People like to utter a common phrase shortly after they purchase their first smart phone: “How in the world did I live before this?!”
Easy. Like everybody else. Doing normal person things and just going about your life.
And I’m not innocent. I’m sure I’ve said those words before too at some point.
But now it’s too late. We’re all zapped in. Even the most traditional mobile phone users have a smart phone at this point. And we all use them. All the time.
But I can safely say I make a concerted effort to limit my phone use. Whenever I bring my phone out for the day, my battery usually lasts because I’m not tweeting, I’m not on Facebook, I’m not playing Words With Friends. I use it to text and call, and that’s it.
I also have very few apps on my phone. And I like to keep it that way. Most are practical ones, like a train schedule app, Yelp, Nike running, a Kindle app, and of course — Tinder, a.k.a., my mobile oxygen. Without it, life simply isn’t worth it.

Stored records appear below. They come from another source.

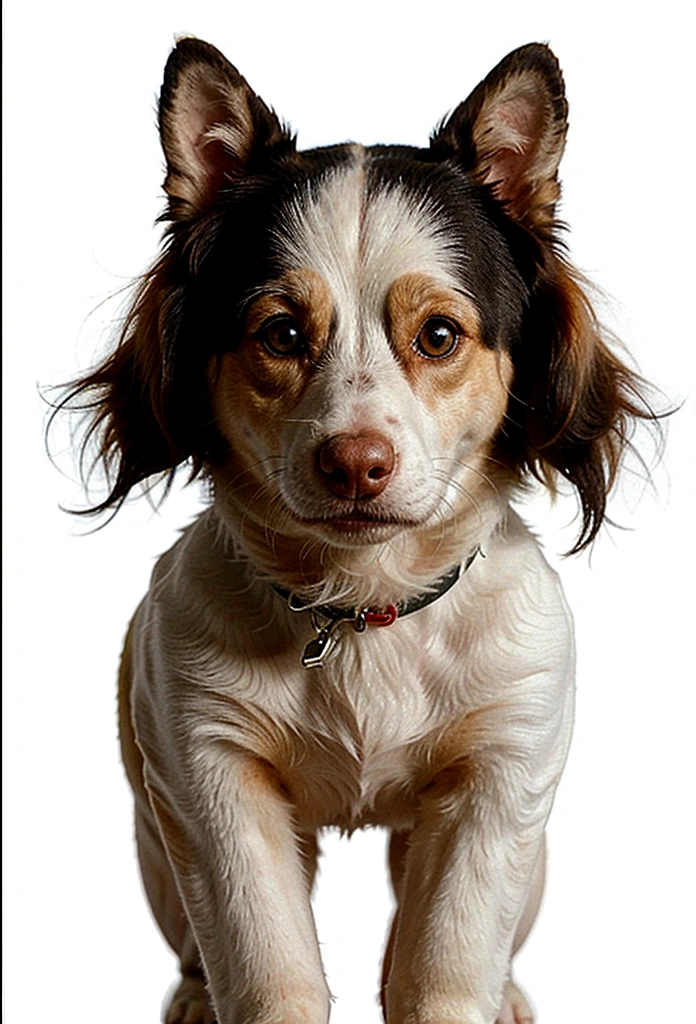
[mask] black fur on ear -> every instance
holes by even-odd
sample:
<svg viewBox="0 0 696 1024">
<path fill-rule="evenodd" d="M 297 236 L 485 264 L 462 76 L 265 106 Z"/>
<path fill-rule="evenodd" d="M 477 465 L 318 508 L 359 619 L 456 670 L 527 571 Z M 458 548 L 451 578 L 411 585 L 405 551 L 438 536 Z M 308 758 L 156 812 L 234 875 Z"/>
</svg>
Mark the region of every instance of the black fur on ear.
<svg viewBox="0 0 696 1024">
<path fill-rule="evenodd" d="M 227 183 L 249 173 L 260 151 L 294 149 L 273 111 L 219 50 L 200 39 L 180 39 L 169 56 L 159 127 L 172 220 L 189 220 L 209 207 Z"/>
<path fill-rule="evenodd" d="M 513 50 L 431 138 L 439 159 L 454 158 L 489 185 L 529 227 L 553 220 L 568 105 L 556 57 L 541 43 Z"/>
</svg>

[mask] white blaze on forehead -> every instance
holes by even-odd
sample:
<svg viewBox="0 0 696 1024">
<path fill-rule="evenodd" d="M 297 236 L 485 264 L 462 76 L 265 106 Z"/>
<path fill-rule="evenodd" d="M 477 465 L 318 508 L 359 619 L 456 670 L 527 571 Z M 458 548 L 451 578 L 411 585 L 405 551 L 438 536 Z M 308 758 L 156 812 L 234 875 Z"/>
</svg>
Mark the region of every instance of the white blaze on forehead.
<svg viewBox="0 0 696 1024">
<path fill-rule="evenodd" d="M 333 172 L 313 197 L 311 186 L 286 211 L 277 241 L 286 270 L 311 267 L 335 298 L 355 287 L 360 253 L 364 173 Z"/>
<path fill-rule="evenodd" d="M 311 267 L 326 280 L 344 341 L 346 328 L 364 331 L 382 322 L 389 288 L 403 274 L 461 287 L 434 203 L 415 200 L 398 184 L 368 199 L 359 163 L 332 171 L 315 195 L 308 189 L 299 197 L 277 241 L 285 269 Z"/>
</svg>

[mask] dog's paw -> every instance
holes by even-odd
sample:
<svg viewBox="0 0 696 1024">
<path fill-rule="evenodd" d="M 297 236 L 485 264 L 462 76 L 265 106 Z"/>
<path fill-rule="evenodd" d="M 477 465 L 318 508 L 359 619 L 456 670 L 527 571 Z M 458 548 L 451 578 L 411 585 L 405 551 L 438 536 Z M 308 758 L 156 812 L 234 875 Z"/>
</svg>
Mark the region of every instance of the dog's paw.
<svg viewBox="0 0 696 1024">
<path fill-rule="evenodd" d="M 186 974 L 174 992 L 164 1024 L 216 1024 L 203 978 Z"/>
<path fill-rule="evenodd" d="M 496 1024 L 534 1024 L 529 1003 L 513 981 L 508 981 Z"/>
</svg>

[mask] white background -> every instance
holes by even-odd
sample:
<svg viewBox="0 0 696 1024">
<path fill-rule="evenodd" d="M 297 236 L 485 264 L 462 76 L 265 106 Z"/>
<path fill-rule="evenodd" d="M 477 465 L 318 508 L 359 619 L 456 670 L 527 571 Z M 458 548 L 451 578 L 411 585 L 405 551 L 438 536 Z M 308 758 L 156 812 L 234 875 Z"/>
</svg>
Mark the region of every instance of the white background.
<svg viewBox="0 0 696 1024">
<path fill-rule="evenodd" d="M 6 1020 L 154 1024 L 175 965 L 139 890 L 114 674 L 177 491 L 101 532 L 38 386 L 85 368 L 154 255 L 155 98 L 175 33 L 208 39 L 310 146 L 426 142 L 515 46 L 550 41 L 571 133 L 563 215 L 603 315 L 672 417 L 655 491 L 625 475 L 592 559 L 559 561 L 572 501 L 527 514 L 579 644 L 575 744 L 547 899 L 518 975 L 539 1024 L 694 1020 L 694 87 L 692 2 L 353 0 L 5 4 Z M 649 445 L 644 450 L 650 456 Z M 389 912 L 377 833 L 331 839 L 317 896 L 333 1024 L 374 1024 Z"/>
</svg>

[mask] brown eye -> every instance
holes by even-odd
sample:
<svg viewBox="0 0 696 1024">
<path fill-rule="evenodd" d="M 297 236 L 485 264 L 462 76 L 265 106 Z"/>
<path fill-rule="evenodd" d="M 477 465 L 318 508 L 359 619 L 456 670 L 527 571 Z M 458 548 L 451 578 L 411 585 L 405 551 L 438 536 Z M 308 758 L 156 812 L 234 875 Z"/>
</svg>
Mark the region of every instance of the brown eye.
<svg viewBox="0 0 696 1024">
<path fill-rule="evenodd" d="M 298 356 L 305 349 L 304 335 L 291 316 L 268 320 L 259 337 L 272 356 Z"/>
<path fill-rule="evenodd" d="M 427 359 L 444 359 L 451 355 L 459 341 L 459 328 L 451 320 L 433 316 L 426 320 L 416 335 L 413 347 Z"/>
</svg>

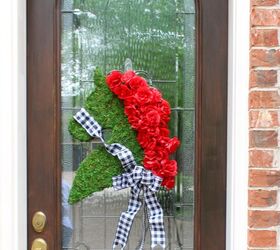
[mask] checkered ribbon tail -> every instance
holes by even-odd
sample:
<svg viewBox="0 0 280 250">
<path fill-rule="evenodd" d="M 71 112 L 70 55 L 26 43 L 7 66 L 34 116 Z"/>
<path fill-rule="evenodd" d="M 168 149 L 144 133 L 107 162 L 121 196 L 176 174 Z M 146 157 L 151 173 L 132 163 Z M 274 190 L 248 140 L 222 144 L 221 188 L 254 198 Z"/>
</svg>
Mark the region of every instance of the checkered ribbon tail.
<svg viewBox="0 0 280 250">
<path fill-rule="evenodd" d="M 156 192 L 160 188 L 162 179 L 142 166 L 137 166 L 132 152 L 125 146 L 119 143 L 106 144 L 102 136 L 102 127 L 84 108 L 76 113 L 74 119 L 82 125 L 90 136 L 100 138 L 107 152 L 117 156 L 126 171 L 119 176 L 113 177 L 113 187 L 115 190 L 131 188 L 128 209 L 121 213 L 113 249 L 116 247 L 124 249 L 126 246 L 134 217 L 142 206 L 140 199 L 141 190 L 143 190 L 144 202 L 148 208 L 151 247 L 159 245 L 165 248 L 163 211 L 156 197 Z"/>
</svg>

And I certainly don’t use all these fancy new messenger apps that exist now. I don’t know — maybe I’m just too old for them. But there’s WhatsApp, Skype, Snapchat, Viber, YoPanda.
That last one isn’t even real. I made it up. But who the hell would even know at this point?
But now there’s a new messenger app that has come under scrutiny, and may finally help parents realize the dangers that lurk when they give their kids free rein to use these mobile apps — Kik.
Pronounced like the word ‘kick,’ this app is unique because of its anonymity. Users invent their own handles and can chat with anybody else freely. That format is what makes it popular, but has also brought about some controversy — child exploitation. Since the app is popular among 13- to 18-year-olds, what’s to stop a sexual predator from logging on and masquerading as somebody else?
This possibility became a reality in the most tragic way possible this week, when a 13-year-old girl in Virginia was found dead, suspected to have been murdered by a man five years her senior who she met using Kik.
The man, a student at Virginia Tech University, is charged with first-degree murder, and another female student was charged with aiding the crime.
The company has gone on the defensive, saying that this is not their specific problem but an industry problem, while adding that information they provided to police actually helped solve the crime.
Remember when parents used to be super protective over what their kids watched on TV, and what they viewed on their desktop computer? Well, maybe some parents can learn a thing or two from this regarding their children’s use of their cell phones.
Honestly, what do 13-year-old even need smart phones for? They’re too young. Let them actually enjoy their childhood. Let them ride bikes to the schoolyard to meet up with their friends rather than making plans through a screen.
I didn’t even own a cell phone until I was about 16, and I had the best damn childhood ever.
You know what our messenger app was?
It’s an outdated practice, I know, but I sure do miss it.